“Dönen dünyanın dingin noktasında. Ne ten ne de tensiz;
Ne bir yerden ne de bir yere; dingin noktada, oradadır o dans,
Fakat ne tutuluştur ne de devinim. Ve süreklilik deme buna,
Geçmiş ve geleceğin toplandığı yer. Ne bir yerden devinim ne de bir yere,
Ne yükseliş ne de çöküş. O noktayı saymazsak, o dingin noktayı,
Dans olamazdı ve sadece o dans var.” – T. S. Eliot – 4 Quartet
S. Eliot’un şiirinden olan bu dizeler bize mandala deneyimini çok güzel anlatır… Dünyada her formda görülen mandalalar, bize evrendeki ve insandaki kutsal olanı hatırlatır. Sanskritçe Çember anlamına gelen mandalanın temel yapısı oldukça basittir. Bu bir çemberdir ve bu çemberin çevresi ve merkezi gibi belirli özellikleri vardır.
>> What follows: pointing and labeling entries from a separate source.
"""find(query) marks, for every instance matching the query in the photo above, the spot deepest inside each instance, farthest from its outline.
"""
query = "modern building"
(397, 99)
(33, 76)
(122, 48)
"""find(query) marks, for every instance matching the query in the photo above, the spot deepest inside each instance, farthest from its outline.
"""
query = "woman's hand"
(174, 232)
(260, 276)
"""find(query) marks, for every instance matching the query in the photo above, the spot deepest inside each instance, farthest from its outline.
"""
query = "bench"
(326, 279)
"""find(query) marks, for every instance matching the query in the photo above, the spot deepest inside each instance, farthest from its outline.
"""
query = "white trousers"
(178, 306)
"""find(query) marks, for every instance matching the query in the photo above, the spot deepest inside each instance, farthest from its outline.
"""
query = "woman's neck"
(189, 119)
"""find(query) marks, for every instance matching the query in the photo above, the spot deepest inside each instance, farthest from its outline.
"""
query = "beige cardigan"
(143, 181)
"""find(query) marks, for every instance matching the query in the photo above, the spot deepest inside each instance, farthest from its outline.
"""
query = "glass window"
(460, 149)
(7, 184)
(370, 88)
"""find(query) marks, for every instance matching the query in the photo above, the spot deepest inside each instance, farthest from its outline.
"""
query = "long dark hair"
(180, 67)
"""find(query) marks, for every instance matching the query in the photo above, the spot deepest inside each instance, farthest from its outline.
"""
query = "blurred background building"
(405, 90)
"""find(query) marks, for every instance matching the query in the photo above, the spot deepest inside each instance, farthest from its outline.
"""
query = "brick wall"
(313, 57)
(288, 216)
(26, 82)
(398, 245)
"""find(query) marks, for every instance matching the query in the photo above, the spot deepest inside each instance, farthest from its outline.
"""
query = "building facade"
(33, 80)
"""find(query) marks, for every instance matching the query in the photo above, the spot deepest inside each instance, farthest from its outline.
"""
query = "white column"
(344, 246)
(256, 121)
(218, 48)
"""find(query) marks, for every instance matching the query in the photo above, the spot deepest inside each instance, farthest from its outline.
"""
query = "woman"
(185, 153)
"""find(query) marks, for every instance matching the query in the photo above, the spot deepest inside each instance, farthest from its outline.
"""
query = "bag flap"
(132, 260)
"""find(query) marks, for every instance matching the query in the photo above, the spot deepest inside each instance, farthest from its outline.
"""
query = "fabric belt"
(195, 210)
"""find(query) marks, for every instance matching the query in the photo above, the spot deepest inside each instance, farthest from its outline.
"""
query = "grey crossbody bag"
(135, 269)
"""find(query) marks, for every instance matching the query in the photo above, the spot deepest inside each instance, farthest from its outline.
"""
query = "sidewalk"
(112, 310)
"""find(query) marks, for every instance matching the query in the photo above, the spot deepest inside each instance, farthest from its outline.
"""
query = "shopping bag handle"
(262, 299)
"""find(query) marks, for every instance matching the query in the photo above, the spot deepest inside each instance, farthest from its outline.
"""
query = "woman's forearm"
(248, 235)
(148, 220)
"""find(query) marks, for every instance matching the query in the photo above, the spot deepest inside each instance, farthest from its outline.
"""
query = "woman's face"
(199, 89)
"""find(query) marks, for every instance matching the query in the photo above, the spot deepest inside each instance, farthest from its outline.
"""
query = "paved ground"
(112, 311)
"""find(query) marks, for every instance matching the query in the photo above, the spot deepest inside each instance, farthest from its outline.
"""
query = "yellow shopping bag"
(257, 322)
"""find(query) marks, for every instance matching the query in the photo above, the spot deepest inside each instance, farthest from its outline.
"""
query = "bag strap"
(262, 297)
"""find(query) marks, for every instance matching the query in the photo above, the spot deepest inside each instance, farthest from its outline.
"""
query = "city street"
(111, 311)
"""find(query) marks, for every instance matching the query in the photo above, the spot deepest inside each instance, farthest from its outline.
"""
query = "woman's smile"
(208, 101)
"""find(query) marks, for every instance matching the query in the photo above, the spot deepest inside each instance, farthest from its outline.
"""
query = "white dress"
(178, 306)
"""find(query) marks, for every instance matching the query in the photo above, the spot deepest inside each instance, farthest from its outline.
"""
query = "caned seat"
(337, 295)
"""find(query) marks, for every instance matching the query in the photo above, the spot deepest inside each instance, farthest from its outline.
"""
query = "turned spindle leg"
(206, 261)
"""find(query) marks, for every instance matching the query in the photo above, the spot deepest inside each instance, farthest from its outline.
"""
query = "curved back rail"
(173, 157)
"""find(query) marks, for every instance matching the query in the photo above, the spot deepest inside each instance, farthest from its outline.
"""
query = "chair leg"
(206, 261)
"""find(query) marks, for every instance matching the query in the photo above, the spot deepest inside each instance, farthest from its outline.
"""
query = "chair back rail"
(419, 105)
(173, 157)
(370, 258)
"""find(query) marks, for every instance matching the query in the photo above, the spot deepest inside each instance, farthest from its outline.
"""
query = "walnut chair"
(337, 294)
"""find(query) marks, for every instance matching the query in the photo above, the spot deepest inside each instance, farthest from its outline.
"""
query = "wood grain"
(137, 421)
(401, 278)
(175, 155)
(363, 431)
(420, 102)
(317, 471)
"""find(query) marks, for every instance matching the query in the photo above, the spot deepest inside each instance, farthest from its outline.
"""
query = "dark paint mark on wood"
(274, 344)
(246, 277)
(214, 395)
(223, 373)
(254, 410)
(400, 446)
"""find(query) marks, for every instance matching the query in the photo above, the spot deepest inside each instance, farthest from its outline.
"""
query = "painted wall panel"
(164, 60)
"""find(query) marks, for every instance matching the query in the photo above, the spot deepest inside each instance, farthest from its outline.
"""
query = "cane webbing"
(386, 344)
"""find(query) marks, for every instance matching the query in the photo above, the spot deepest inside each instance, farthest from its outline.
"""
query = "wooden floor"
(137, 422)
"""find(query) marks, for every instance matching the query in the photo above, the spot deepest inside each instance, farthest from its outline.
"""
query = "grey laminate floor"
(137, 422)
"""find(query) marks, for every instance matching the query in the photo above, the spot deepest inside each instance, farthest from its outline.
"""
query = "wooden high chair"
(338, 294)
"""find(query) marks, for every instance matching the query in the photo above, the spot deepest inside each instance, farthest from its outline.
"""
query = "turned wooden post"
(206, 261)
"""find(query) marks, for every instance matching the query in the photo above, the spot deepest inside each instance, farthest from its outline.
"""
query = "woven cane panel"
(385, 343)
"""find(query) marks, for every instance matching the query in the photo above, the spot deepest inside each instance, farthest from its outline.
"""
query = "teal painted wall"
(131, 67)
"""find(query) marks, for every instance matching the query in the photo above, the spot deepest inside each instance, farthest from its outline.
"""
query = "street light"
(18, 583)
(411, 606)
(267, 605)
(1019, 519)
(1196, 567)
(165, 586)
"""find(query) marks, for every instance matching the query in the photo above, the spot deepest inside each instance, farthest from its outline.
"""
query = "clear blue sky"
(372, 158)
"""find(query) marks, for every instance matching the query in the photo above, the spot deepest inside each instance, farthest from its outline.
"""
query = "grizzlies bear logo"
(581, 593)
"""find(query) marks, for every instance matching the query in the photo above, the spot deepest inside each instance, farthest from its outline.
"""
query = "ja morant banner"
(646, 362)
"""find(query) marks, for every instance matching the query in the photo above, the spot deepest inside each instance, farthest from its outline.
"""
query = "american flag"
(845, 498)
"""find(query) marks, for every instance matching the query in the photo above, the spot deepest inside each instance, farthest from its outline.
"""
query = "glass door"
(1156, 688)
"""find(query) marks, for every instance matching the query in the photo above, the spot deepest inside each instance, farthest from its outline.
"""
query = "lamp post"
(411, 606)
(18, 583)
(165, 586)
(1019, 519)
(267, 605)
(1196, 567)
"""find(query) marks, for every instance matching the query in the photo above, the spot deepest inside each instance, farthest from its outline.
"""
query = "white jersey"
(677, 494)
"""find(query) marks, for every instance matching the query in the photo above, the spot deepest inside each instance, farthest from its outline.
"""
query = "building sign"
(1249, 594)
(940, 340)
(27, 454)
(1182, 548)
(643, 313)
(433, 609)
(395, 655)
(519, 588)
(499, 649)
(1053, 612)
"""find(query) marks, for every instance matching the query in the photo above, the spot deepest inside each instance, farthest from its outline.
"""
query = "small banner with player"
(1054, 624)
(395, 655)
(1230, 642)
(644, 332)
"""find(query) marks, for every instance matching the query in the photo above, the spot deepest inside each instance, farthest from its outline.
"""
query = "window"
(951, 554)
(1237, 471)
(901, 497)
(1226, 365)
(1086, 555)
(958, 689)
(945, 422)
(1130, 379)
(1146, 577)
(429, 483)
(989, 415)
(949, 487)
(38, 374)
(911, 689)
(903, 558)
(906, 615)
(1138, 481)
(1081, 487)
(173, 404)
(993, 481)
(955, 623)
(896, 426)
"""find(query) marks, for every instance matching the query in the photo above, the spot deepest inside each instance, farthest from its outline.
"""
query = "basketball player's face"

Mandala sözcüğü, belirli bir ritüeli, uygulamayı ya da büyük bir Öğretmenin veya Mistiğin “yerini” ifade eden kutsal bir çember olarak da tanımlanır. İster Batı ister Doğu astrolojisini kullanalım, her harita (yuvarlak, dikdörtgen ya da elmas şeklinde) döngüsel ve daireseldir. Daire, onun bölünümleri ve zodyağın tekrarlayan döngüleri astrolojinin temel noktasıdır. Astrolojik haritalar zodyak çemberinden oluşur. Çember başlı başına insanoğlu için birçok sembolik anlam ifade eder. Her şeyden önce çember bir idealdir, çünkü doğada mükemmel çember nadiren vardır. Fakat bu ideal çember fikri, bizim doğayı gözlemleyerek yaratmamıza ve hatta insanoğlunun bilimsel buluşlar yapmasına olanak sağlamıştır. Örneğin tüm zamanların en önemli icatlarından birisi tekerlektir. Tıpkı bir tekerlek gibi, yaşam döngüler halinde, doğumdan ölüme kadar devam eder. Bu yüzden haritadaki burçların döngüleri oldukça güçlü arketipsel enerjilerdir. Çünkü çember (Harita) ne eksik ne fazla kendi içinde bir bütündür ve dışarıdan hiç bir şeye ihtiyacı yoktur. Bu gerçeğe dayanarak çemberin ne başlangıcı ne de sonu vardır, bu açıdan birliği, tamlığı ve sonsuzluğu temsil eder.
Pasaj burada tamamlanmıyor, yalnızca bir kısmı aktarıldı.